Diplomacy —peanut and regular — is tricky. It’s only now that I sit down to write about this topic, I’m forced to face how much actual time pondering the the pitfalls and potential of the practice.
Here’s how the Merriam Webster dictionary defines run-of-the-mill diplomacy:
1 : the art and practice of conducting negotiations between nations. 2 : skill in handling affairs without arousing hostility
Pretty similar, really, to my theory of Peanut Diplomacy:
1: the art and practice of initiating and maintaining diplomatic relations with another species (in this example, crows.) 2: skill in handling affairs without arousing hostility (towards yourself, or amongst your diplomatic counterparts.)
Why Peanut Diplomacy?
Let’s face it, unless you have inadvertently tipped a plate of french fries onto the sidewalk, you are of little specific interest to the busy crow population. If you want to open talks with them, peanuts are a great place to start.
Benefits of Peanut Diplomacy
Practiced with finesse, the art of judicious peanut distribution has many benefits. You can have the thrill of being greeted daily by your new crow friends. I am sure they love you for yourself, but the peanuts really help them discover your interesting side.
Over time you can come to observe individuals and small crow families and learn to appreciate how different, funny, and interesting they all are.
Pitfalls of Peanut Diplomacy
As with political diplomacy, things can easily go sideways. You don’t want to bring any harm to your new crow friends. You also don’t want your neighbours starting to hate you.
Peanut Diplomacy Tips
Keeping the Peace
One of the things you don’t want is to create friction amongst various factions of your new friends. In the years I’ve been engaged in the PD field, I’ve always managed to keep the backyard visitors to one family of crows. This takes a bit of diligence, watching out for “your” crows to be nearby before you put out the peanuts and bringing the treats in again if “invaders” try to horn in.
Over the last decade there have been several peaceful coups.

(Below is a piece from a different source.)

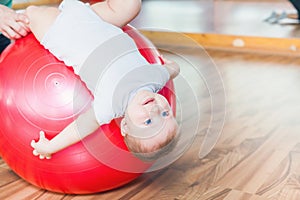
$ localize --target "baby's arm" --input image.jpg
[164,59,180,79]
[91,0,141,27]
[31,108,100,159]
[25,6,60,41]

First we had Eric and Clara and their offspring. They moved down the street, of their own accord and Hank and Vera took over. H & V didn’t come back after the mating season one year and we entered the George and Mabel years. Since we lost George in 2018, Mabel has moved down the street and found a new mate and we now have Marvin and Mavis as our corvid garden guardians.
Currently, there is some local tension because Mabel has two juvenile crows from last summer and, while Mabel herself (well versed in the rules of territorial rules) doesn’t come to our garden, she doesn’t discourage the two teenagers from exploring this end of the block. Marvin and Mavis are not pleased, so I’m careful not to put peanuts out unless they are right there. I’d hate to see them attacking Mabel’s young ones because of me.
A subsection of keeping the peace, is distributing peanuts while out walking. In effect you and your peanuts become mobile territory to be squabbled over. I try to avoid this by observing the local boundaries and never dropping peanuts in the “no crow’s land” between domains. Some years it’s more difficult than others to keep the peace.
Mr. and Mrs. Pants didn’t have any surviving fledglings last year — but their neighbours did, and the larger family is trying to horn in on Mr and Mrs P’s corner. We had a few near “diplomatic incidents” when I tried to leave a few nuts for the Pantses earlier this year, so now I either walk another way, or if it seems quiet, try to leave a few nuts near them but out of sight of the bossy neighbours.
If I find I’m suddenly feeling like an extra in Hitchcock’s The Birds, being followed by a small murder of crows, all ignoring the customary boundaries, then it’s time to change my walking route for a week or two to break the pattern.
If there are challenging conditions out (snow covered or frozen, or drought-baked ground) I will offer more nuts. For Marvin and Mavis, when Mavis had pox on her foot, I put out more nutritious food too until she got better. Generally though, I try to just put out enough peanuts to assure my crow pals that I appreciate their letting me take their photographs, and value their friendship.
I don’t want them to come to rely on me for food — for their own good, and so I can sometimes go on holiday without fretting about their survival.
I’ve often read that crows prefer peanuts in the shell, and they do! But all those peanut shells end up everywhere. In your roof gutters. Even worse, in your neighbours’ roof gutters. In the interests of human diplomacy, I find it’s better to offer shelled, unsalted nuts. Good quality cat or dog kibble is good too.
Extra Peanut Fun
While Marvin and Mavis always get a “no strings” breakfast, sometimes they come back for visits later in the day and then we have some fun with doing tricks for peanuts.
I “trained” them to pose with my crow calendar at times during the last couple of years, but a favourite is putting the peanuts in more challenging spots. Here Marvin competes in the Picket Fence Challenge.
I’m sure some of you are already accomplished peanut ambassadors, so do forgive my ramblings. And, if you’re just thinking of exploring the world of peanut politics, don’t let me make it seem too complicated. Have fun and make friends!